2,5 Millionen Euro Umsatz erwirtschaftete die deutsche Markt- und Meinungsforschungs-Branche im Jahr 2015. 2009 waren es lediglich 1,9 Millionen Euro.

Berufseinsteiger in der Marktforschung verdienten 2015 durchschnittlich 39.500 Euro brutto im Jahr.

Wer seit über zehn Jahren in der Marktforschung arbeitet, brachte es 2015 auf etwa 65.400 Euro Jahresbruttogehalt.

 

Intern oder extern?

Jobs in Marktforschungsinstituten

Hier wird für unterschiedliche Auftraggeber aus verschiedensten Branchen wie Lebensmittel, Kosmetikartikel, Bekleidung oder Wohnaccessoires geforscht. Oft weltweit, weil viele Konsumgüterhersteller global aktiv sind.
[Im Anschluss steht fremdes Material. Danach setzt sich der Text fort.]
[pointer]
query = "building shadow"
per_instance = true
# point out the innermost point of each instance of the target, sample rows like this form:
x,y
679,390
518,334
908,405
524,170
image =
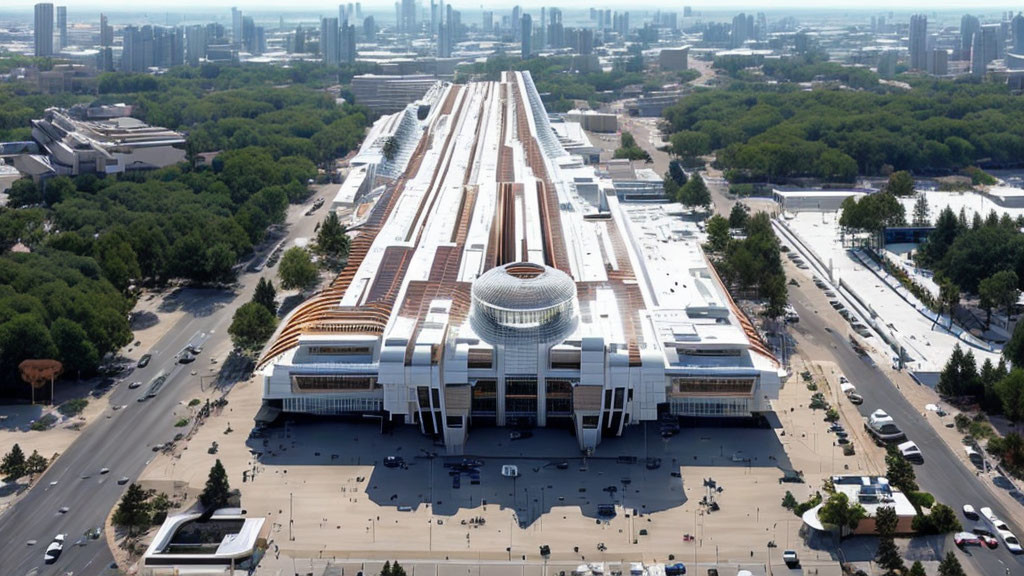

Marktforschung-Jobs in Unternehmen

Hier wird eng mit der Marketingabteilung zusammen gearbeitet, um den unternehmensspezifischen Markt zu untersuchen.

 

Was Marktforscher untersuchen

User Experience

Wird das neue Produkt intuitiv verstanden, löst es Emotionen beim Kunden aus, trifft es den Bedarf der Konsumenten, kommt das Markenimage an?

Mediennutzungsanalysen

Welche Medien, Kanäle und Geräte nutzen Kunden und potenzielle Käufer, wie und wo erreicht man sie und welche Inhalte interessieren?

Shopper Journey-Tracking

Online und offline: Welche Produkte werden wo, wann und zu welchem Preis gekauft? Welche Wege geht ein Kunde, bevor er eine Kaufentscheidung trifft?

Wettbewerbsanalyse

Was machen die Mitbewerber, welche Produkte bieten sie wo und zu welchem Preis an? Die Marktanalyse liefert zudem Zahlen zu Absatzmarkt, Marktgröße und Trends.

Geomarketing

Wo und wie erreicht man die Kunden? Zielgruppenlokalisierung und Analyse des Kaufverhaltens nach Standorten und Regionen geben Auskunft darüber.